Demirağ’ın bu iftiralarına karşı, Nihat Genç’i dinleyelim: “Perinçek Amerikancıdır diyenlere” ( http://www.ulusal.com.tr/nihat-genc-ten-perincek-amerikanci-dir-diyenlere-yanit-video,8107.html )

TÜRKEŞ’İN İPİYLE KUYUYA İNMEK

Nihat’ın veryansınlarını dinledikten sonra, meseleyi bambaşka bir AYRINTIYA taşıyorum:

Türkeş, Aydınlık’ın Tercüman matbaalarında “ABD elçisinin ricası ile” basıldığını söylediyse, ki şaşırmam, şunları düşünürüm:

1) ABD, Aydınlık’a düşmandır.
2) (Baba) Kemal Ilıcak baskı altıdadır.
3) Türkeş, hedef saptırmaktadır.

Çünkü:

– Yahudi Hiram Abas‘ın özel olarak yetiştirdiği İKİ KİŞİDEN BİRİ olan Bahçeli‘yi (diğeri Eymür) başımıza musallat eden Alparslan Türkeş’tir.

– Bu isim onun LAKABIDIR. Kıbrıslı falan da değildir.

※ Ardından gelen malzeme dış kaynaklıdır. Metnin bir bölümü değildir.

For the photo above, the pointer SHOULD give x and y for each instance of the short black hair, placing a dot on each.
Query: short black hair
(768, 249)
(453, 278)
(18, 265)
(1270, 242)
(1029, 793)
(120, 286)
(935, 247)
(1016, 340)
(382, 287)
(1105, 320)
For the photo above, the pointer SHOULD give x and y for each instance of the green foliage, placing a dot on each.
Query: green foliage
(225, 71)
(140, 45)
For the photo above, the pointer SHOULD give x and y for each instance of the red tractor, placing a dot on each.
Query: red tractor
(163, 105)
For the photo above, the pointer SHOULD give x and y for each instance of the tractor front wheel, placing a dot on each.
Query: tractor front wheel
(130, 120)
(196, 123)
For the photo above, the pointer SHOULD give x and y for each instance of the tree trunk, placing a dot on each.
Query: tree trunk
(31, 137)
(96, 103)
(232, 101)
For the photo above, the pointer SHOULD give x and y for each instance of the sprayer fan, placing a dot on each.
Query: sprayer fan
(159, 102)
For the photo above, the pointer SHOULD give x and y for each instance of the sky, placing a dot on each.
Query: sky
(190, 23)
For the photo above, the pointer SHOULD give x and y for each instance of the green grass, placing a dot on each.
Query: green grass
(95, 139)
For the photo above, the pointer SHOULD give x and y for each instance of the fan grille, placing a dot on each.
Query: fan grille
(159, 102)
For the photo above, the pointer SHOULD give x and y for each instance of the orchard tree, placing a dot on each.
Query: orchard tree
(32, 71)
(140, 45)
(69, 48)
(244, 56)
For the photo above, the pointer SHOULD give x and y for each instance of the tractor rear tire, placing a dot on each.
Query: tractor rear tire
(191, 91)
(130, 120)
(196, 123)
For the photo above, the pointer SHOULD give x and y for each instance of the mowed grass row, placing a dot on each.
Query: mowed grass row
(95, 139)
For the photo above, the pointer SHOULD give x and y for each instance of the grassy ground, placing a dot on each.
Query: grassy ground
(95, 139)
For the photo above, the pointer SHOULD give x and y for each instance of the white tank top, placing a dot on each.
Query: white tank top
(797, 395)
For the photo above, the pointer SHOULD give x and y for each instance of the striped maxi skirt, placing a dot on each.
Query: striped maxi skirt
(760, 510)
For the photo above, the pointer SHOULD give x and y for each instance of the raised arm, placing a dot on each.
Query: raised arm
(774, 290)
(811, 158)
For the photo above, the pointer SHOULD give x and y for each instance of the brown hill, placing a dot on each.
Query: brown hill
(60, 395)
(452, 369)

Gerçek adı, Hüseyin Şazelli (İtalyanca: SCİASELLİ) ARUSİ‘dir.

– Siyonist emperyalizm adına GÖREVLİ’dir: Guguk kuşu misali içine sızdığı Türkçülüğü FETÖCÜLÜĞE devşirmiştir. (Mavi KURT’un yerine üç hilal’i getiren odur)

– Alaton ve Aliyev ile YAKIN ilişkilidir. Petrol vd. uluslarüstü hesaplar yapılmaktadır.

– Atatürkçü ELÇİBEY’in katlinde parmağı vardır.

Girişte de belirttiğim üzere; Demirağ’ın yazılarını fırsat buldukça, hassasiyetle okurum. Ancak o ve benzerlerinin, şu akıl almaz BİAT KÜLTÜRLERİNİ anlamak gerçekten zordur.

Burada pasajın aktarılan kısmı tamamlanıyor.